Persoalan yang terlalu lama untuk diselesaikan. Jika melihat bahwa ekspor batu bara sedang “meningkat drastis”.
Dengan artian, bahwa dana bagi hasil, dana jaminan reklamasi, dan lain sebagainya telah diperoleh oleh pemerintah daerah.
Namun, tetap saja keengganan untuk menerapkan jalur sungai sebagai jalur sementara tidak dilakukan. Terlebih, jika melihat bahwa, faktanya, jalur khusus angkutan batu bara saat ini belum dapat digunakan.

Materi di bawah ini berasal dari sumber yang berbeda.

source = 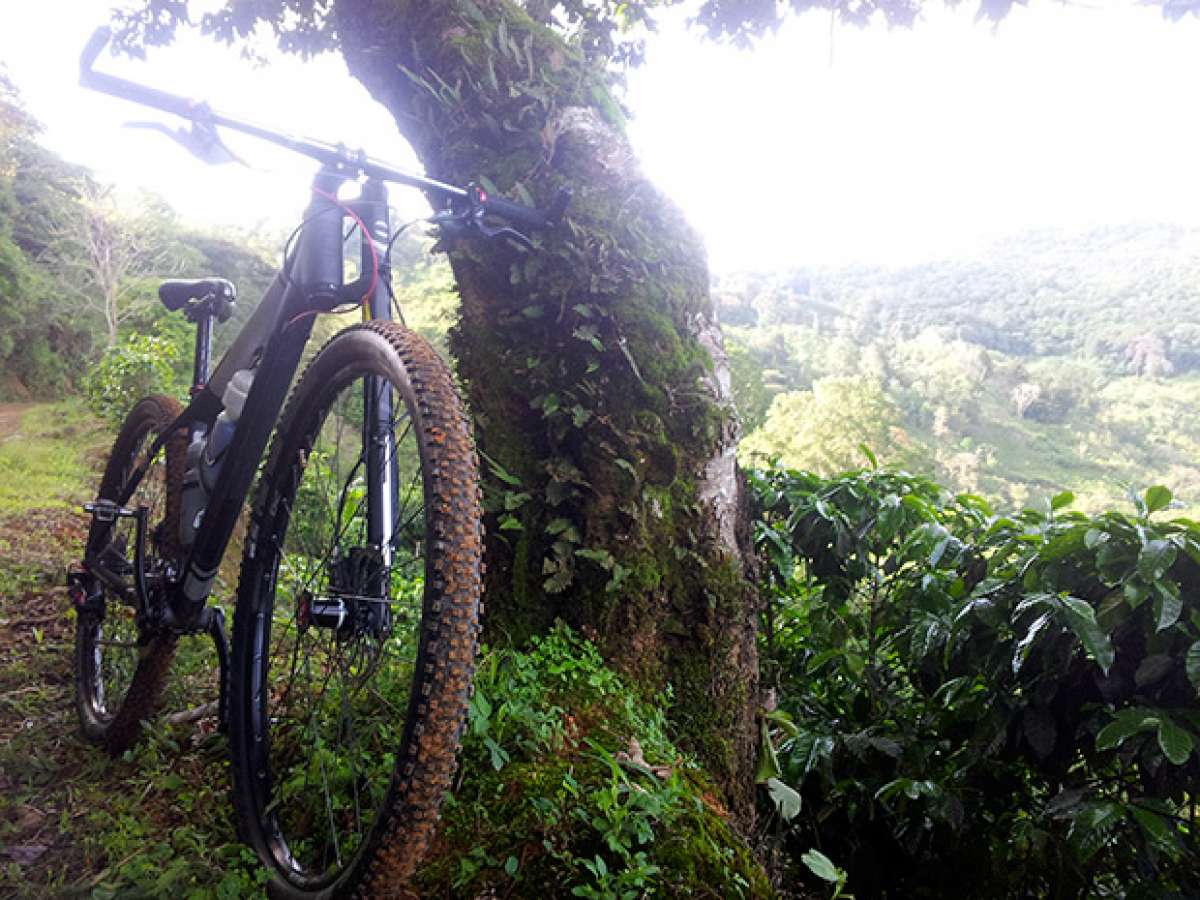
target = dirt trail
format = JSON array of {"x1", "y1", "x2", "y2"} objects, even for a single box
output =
[{"x1": 0, "y1": 403, "x2": 37, "y2": 443}]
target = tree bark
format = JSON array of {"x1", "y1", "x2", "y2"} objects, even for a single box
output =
[{"x1": 334, "y1": 0, "x2": 758, "y2": 823}]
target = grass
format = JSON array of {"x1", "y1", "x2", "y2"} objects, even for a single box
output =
[{"x1": 0, "y1": 401, "x2": 112, "y2": 518}]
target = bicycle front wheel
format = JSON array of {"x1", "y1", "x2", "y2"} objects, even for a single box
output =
[{"x1": 229, "y1": 323, "x2": 481, "y2": 898}]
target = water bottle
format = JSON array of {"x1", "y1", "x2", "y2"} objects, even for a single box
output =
[
  {"x1": 180, "y1": 368, "x2": 254, "y2": 547},
  {"x1": 200, "y1": 368, "x2": 254, "y2": 493}
]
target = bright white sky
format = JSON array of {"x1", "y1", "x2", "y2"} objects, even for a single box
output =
[{"x1": 0, "y1": 0, "x2": 1200, "y2": 269}]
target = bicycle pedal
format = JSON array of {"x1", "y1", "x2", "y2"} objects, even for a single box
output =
[
  {"x1": 83, "y1": 500, "x2": 138, "y2": 524},
  {"x1": 67, "y1": 566, "x2": 104, "y2": 612}
]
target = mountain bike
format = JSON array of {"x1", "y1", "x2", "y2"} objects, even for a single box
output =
[{"x1": 68, "y1": 29, "x2": 570, "y2": 898}]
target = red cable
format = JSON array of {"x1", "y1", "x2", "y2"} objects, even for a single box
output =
[
  {"x1": 312, "y1": 187, "x2": 379, "y2": 305},
  {"x1": 283, "y1": 187, "x2": 379, "y2": 329}
]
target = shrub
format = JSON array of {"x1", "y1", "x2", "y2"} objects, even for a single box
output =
[
  {"x1": 752, "y1": 469, "x2": 1200, "y2": 898},
  {"x1": 418, "y1": 625, "x2": 770, "y2": 900},
  {"x1": 84, "y1": 334, "x2": 179, "y2": 428}
]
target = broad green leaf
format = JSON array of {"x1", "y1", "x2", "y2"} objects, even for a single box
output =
[
  {"x1": 1013, "y1": 612, "x2": 1054, "y2": 674},
  {"x1": 1062, "y1": 596, "x2": 1116, "y2": 674},
  {"x1": 1129, "y1": 806, "x2": 1177, "y2": 853},
  {"x1": 1050, "y1": 491, "x2": 1075, "y2": 511},
  {"x1": 1146, "y1": 485, "x2": 1171, "y2": 512},
  {"x1": 800, "y1": 850, "x2": 842, "y2": 884},
  {"x1": 1183, "y1": 641, "x2": 1200, "y2": 694},
  {"x1": 1154, "y1": 581, "x2": 1183, "y2": 631},
  {"x1": 1158, "y1": 715, "x2": 1195, "y2": 766},
  {"x1": 767, "y1": 778, "x2": 800, "y2": 822},
  {"x1": 1070, "y1": 803, "x2": 1123, "y2": 859},
  {"x1": 1096, "y1": 707, "x2": 1159, "y2": 750},
  {"x1": 1138, "y1": 538, "x2": 1178, "y2": 581}
]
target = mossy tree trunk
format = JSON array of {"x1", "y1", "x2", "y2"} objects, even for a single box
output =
[{"x1": 334, "y1": 0, "x2": 757, "y2": 821}]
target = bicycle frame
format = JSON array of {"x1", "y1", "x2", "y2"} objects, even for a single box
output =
[
  {"x1": 86, "y1": 163, "x2": 398, "y2": 631},
  {"x1": 79, "y1": 28, "x2": 561, "y2": 631}
]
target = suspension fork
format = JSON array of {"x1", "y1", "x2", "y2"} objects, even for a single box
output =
[{"x1": 353, "y1": 179, "x2": 400, "y2": 596}]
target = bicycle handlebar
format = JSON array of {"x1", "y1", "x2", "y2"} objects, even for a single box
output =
[{"x1": 79, "y1": 26, "x2": 571, "y2": 228}]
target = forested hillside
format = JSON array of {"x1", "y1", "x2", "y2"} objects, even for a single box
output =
[
  {"x1": 0, "y1": 72, "x2": 280, "y2": 401},
  {"x1": 715, "y1": 226, "x2": 1200, "y2": 509}
]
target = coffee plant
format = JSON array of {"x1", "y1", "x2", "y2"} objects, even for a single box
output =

Jika pun pemerintah tetap memaksakan penggunaan jalan raya, maka, persoalan macet berkepanjangan yang dialami banyak pengguna jalan, entah sampai kapan dapat diurai.
Maka, penggunaan jalur sungai adalah mendesak. Sebab, dari tiga kabupaten penghasil batu bara; Batanghari, Sarolangun, Tebo belumlah mencapai “titik klimaks” penggalian, dan akan terus melanjutkan penggalian hingga beberapa tahun ke depan. Dan, ketiga kabupaten itu dilintasi oleh Sungai Batanghari, dengan panjang sekitar 800 kilometer itu, menuju pelabuhan bongkar muat Talang Duku.
Dan, akan selalu terbuka ruang konflik sosial. Antara supir truk yang hanya bertugas untuk mengangkut batu bara dengan pengguna jalan raya.
Sementara, harus disadari bahwa keuntungan langsung yang didapat banyak orang terkait batu bara, tentu saja adalah aliran tenaga listrik dari PLN, yang hingga hari ini masih sangat bergantung terhadap batu bara.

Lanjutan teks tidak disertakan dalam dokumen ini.